|Methane fluxes in the southern North Sea: the role of European rivers|In: Continental Shelf Research. Pergamon Press: Oxford; New York. ISSN 0278-4343, more
|Authors|| || Top |
- Scranton, M.I.
- McShane, K.
Methane distributions were measured in the Southern Bight of the North Sea during March 1989 as part of the North Sea Program of the United Kingdom Natural Environment Research Council. Methane concentrations in the open North Sea were at or near solubility equilibrium with the atmosphere, but near the coast of the Netherlands, in the plume of the Rhine, extremely high methane values (as high as 120 times saturation) were observed. Both the Rhine and Scheldt rivers, and possibly coastal sediments, seemed to be significant regional sources of methane.
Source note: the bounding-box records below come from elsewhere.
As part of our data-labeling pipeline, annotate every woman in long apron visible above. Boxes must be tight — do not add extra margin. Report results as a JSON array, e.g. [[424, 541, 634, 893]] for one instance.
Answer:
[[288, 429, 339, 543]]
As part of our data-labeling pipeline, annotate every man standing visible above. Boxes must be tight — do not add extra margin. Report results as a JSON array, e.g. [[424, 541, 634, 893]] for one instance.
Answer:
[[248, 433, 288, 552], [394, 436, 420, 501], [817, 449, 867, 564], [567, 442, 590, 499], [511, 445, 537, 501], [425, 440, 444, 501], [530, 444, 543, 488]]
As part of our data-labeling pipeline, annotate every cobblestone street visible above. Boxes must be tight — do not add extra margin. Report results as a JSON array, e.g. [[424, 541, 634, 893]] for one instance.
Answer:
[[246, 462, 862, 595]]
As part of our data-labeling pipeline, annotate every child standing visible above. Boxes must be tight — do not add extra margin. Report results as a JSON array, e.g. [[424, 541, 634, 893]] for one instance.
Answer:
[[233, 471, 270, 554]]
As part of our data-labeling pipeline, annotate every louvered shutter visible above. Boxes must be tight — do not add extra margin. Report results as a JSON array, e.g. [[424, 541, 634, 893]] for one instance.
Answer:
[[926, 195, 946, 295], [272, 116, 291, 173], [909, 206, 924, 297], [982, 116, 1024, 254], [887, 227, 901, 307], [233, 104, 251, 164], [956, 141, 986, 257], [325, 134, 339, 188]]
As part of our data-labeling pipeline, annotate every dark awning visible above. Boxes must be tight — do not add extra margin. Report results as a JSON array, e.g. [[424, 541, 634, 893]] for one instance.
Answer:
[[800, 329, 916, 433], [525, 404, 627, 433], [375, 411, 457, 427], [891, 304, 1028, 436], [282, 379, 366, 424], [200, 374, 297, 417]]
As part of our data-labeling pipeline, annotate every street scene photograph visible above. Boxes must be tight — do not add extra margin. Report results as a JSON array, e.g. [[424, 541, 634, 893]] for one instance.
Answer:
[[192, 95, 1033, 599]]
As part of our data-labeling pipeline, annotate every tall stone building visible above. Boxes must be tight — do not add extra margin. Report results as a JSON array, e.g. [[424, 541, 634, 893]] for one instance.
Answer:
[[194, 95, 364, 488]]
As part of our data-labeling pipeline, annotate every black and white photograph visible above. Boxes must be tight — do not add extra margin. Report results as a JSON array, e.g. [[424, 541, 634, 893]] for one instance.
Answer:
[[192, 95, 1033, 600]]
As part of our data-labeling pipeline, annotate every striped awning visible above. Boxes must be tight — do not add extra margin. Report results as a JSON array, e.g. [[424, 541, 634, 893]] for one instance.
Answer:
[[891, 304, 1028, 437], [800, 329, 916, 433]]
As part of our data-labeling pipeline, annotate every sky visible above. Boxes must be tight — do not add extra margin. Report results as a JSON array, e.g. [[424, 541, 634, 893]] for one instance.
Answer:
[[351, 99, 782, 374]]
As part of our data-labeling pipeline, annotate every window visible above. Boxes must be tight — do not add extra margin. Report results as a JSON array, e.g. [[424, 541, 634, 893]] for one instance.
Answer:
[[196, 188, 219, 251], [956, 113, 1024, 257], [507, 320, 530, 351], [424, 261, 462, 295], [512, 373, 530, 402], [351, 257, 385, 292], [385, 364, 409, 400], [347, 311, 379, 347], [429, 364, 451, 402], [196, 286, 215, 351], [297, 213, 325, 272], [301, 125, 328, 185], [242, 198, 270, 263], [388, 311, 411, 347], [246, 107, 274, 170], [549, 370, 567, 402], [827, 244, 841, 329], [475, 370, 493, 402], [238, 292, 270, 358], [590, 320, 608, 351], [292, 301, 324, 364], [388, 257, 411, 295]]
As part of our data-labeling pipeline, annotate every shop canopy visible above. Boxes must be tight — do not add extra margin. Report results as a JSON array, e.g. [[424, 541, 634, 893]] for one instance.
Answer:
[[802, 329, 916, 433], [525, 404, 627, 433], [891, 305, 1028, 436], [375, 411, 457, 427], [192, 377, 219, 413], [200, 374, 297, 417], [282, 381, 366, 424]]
Methane oxidation represented a relatively small sink for methane in the North Sea compared to gas loss to the atmosphere. This was due, in part, to the fact that methane oxidizing bacteria within the river plume appeared to be oxidizing the gas at close to their maximal rate, although offshore bacteria were able to increase oxidation rates as methane concentrations increased. Thus our studies suggested that bacterial methane oxidation kinetics were saturated at much lower methane concentrations in plume or estuarine waters than in open ocean situations. If the Rhine and Scheldt are the sources of the methane found in the Southern Bight, river concentrations of methane must be high (order of 50–5000 nM). Although rivers and coastal zones may not represent a major atmospheric source of methane, they can be very important as methane sources to the coastal ocean.